Something about the sheriff caused the deputy to make a quick examination.
“I’ll be totally darned!” he said slowly.
Then he turned his head and saw Red Cowan, riding in from beyond the stable; riding a bareback horse and leading another.
“Hello, Mills!” yelled Cowan. “Where’d you come from?”
“C’mere,” said the ex-deputy, and Cowan rode up to him.
“By golly, I thought I should have tied him down,” said Cowan.
“He’s dead,” said Mills slowly.
“Dead? Whatcha know about that? I found him several nights ago, plumb flat over there in the lava beds. He was too sick to talk; so I brought him here. I’ve had one hell of a time, nursin’ him, Joe. Got smallpox, I reckon.”
“Measles,” said Joe. “Must ’a’ got ’em from a hobo he had in jail at Calor. Hobo almost died, too. Didn’t Deming tell yuh what he was doin’ in the lava beds?”
“Too sick, I guess.”
“He was lookin’ for you, Red. Wanted yuh for the murder of Mitchell.”
“What?”
“Fact. Delong brought the news of it, and Deming started on yore trail. But Delong got throwed against a hitchrack post that mornin’, and it hurt him so bad he died that same afternoon. But before he died he confessed to murderin’ old Mitchell himself. He just thought he’d put the deadwood on you, ’cause you quarreled with Mitchell before yuh quit.”
Red Cowan laughed shortly. “So that was it, eh? Deming didn’t mention it to me. Mebbe he was too sick.”
“Prob’ly. Too bad he didn’t live longer, Red. Delong confessed that Mitchell hired him to plant evidence that sent Harry Deming to the pen. We’ll have Harry out in a few days.”
“Well, I’ll be danged!”
“Queer, ain’t it?” mused Joe, looking down at the body of the sheriff. “His wife said that some day his star would rise up and kill him. She said he was makin’ a god out of his star. I dunno, Red. Things have a queer way of workin’ out. If he hadn’t been so strong on duty he’d never have taken that sick hobo off that train. Deming always had the idea of bein’ his brother’s keeper, yuh know.”

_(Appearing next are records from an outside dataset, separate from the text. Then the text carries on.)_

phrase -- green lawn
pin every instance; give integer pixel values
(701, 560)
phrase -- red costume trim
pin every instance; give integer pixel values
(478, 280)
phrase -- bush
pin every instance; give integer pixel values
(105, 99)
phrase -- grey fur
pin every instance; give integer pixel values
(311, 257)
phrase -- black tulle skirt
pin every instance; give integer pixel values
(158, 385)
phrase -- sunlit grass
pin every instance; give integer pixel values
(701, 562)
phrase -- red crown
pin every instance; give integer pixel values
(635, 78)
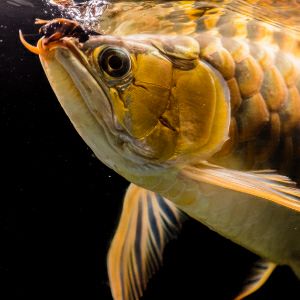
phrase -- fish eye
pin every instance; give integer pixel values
(114, 61)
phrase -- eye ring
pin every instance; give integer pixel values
(115, 62)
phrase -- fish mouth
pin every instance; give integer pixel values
(83, 97)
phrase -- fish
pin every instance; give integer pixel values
(201, 115)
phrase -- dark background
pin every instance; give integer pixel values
(60, 205)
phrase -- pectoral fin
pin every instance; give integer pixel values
(265, 184)
(148, 221)
(260, 273)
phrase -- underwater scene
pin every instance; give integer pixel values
(151, 149)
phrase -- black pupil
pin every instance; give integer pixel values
(114, 62)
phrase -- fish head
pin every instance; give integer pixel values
(137, 100)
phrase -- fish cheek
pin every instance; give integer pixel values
(196, 97)
(153, 70)
(144, 105)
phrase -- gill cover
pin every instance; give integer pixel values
(170, 102)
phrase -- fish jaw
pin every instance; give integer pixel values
(76, 91)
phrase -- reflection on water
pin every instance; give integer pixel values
(284, 13)
(20, 3)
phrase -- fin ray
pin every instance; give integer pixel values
(147, 223)
(270, 186)
(260, 273)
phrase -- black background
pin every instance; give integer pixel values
(60, 205)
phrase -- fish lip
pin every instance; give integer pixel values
(74, 47)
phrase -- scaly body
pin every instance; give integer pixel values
(195, 114)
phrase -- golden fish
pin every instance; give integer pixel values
(202, 116)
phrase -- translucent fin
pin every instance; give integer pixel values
(270, 186)
(147, 223)
(260, 273)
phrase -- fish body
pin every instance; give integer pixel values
(202, 116)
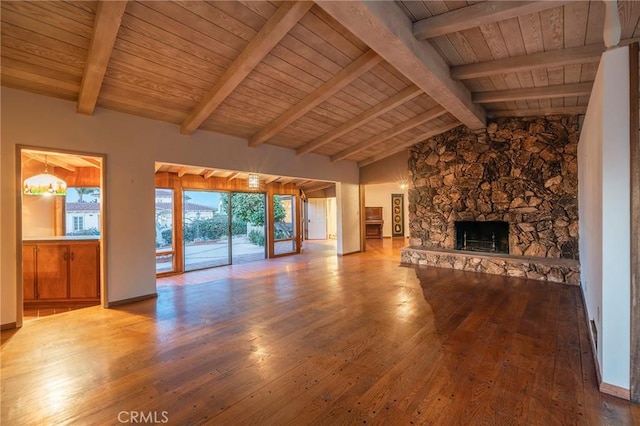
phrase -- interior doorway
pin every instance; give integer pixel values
(317, 219)
(61, 216)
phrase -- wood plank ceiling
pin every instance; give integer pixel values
(350, 80)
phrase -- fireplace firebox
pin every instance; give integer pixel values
(484, 236)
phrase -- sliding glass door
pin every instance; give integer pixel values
(248, 212)
(206, 236)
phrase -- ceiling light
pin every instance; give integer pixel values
(45, 183)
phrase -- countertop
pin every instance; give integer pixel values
(62, 238)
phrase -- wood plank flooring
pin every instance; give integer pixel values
(315, 339)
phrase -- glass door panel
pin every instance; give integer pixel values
(165, 252)
(206, 229)
(284, 218)
(248, 212)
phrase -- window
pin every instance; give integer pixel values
(82, 211)
(165, 253)
(284, 229)
(78, 223)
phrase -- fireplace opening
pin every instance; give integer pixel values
(490, 237)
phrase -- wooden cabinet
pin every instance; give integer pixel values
(373, 222)
(61, 271)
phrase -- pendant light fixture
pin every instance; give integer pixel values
(45, 183)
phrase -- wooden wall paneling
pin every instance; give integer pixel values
(634, 124)
(28, 272)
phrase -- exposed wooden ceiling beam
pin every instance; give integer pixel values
(405, 145)
(284, 181)
(54, 160)
(280, 23)
(388, 134)
(548, 92)
(551, 59)
(91, 162)
(343, 78)
(388, 31)
(318, 186)
(357, 121)
(105, 30)
(478, 14)
(536, 112)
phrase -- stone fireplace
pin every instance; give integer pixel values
(488, 236)
(520, 173)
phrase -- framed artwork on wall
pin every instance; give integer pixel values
(397, 215)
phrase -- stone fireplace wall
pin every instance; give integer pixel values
(520, 170)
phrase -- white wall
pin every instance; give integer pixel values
(604, 202)
(348, 217)
(132, 145)
(38, 214)
(379, 195)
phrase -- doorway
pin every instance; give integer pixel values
(248, 227)
(61, 227)
(205, 229)
(317, 219)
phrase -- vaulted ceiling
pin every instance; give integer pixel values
(350, 80)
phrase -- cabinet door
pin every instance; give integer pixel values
(29, 272)
(84, 271)
(51, 264)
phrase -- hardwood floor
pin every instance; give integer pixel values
(315, 339)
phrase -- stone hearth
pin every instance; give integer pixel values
(522, 171)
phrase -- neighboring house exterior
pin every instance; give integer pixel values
(82, 218)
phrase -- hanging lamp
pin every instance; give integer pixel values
(45, 183)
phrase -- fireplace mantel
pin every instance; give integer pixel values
(566, 271)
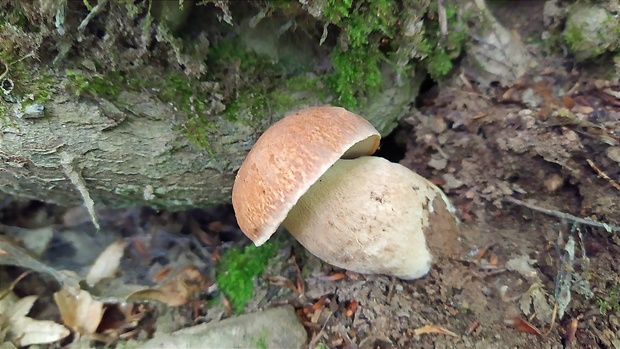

“That’s what I’ve heard. Duty they called him, didn’t they?”
“Yeah. Awful set in his ways. I suppose we might as well start back with him.”
“Sure; might as well. Sorry I didn’t rope him down. But he seemed to be all right when I left. Fever made his heart weak, I suppose. But he never told me he was after me, Joe.”
“He wouldn’t. I can figure out where he got the measles and I can figure out why he didn’t tell yuh what he was doin’ in the lava beds, but I’ll be damned if I can figure out why he killed the red bull calf and said it was you.”
“I didn’t know about that, Joe. He must have been crazy.”
“Mm-m-m-m,” said Joe slowly. “I s’pose he was. Red, do yuh believe in them Ten Commandments?”
“Never read any of ’em. What are they about?”
“Everythin’.”
“Must be good, eh?”
“Worth readin’. Git a rope and we’ll take him home.”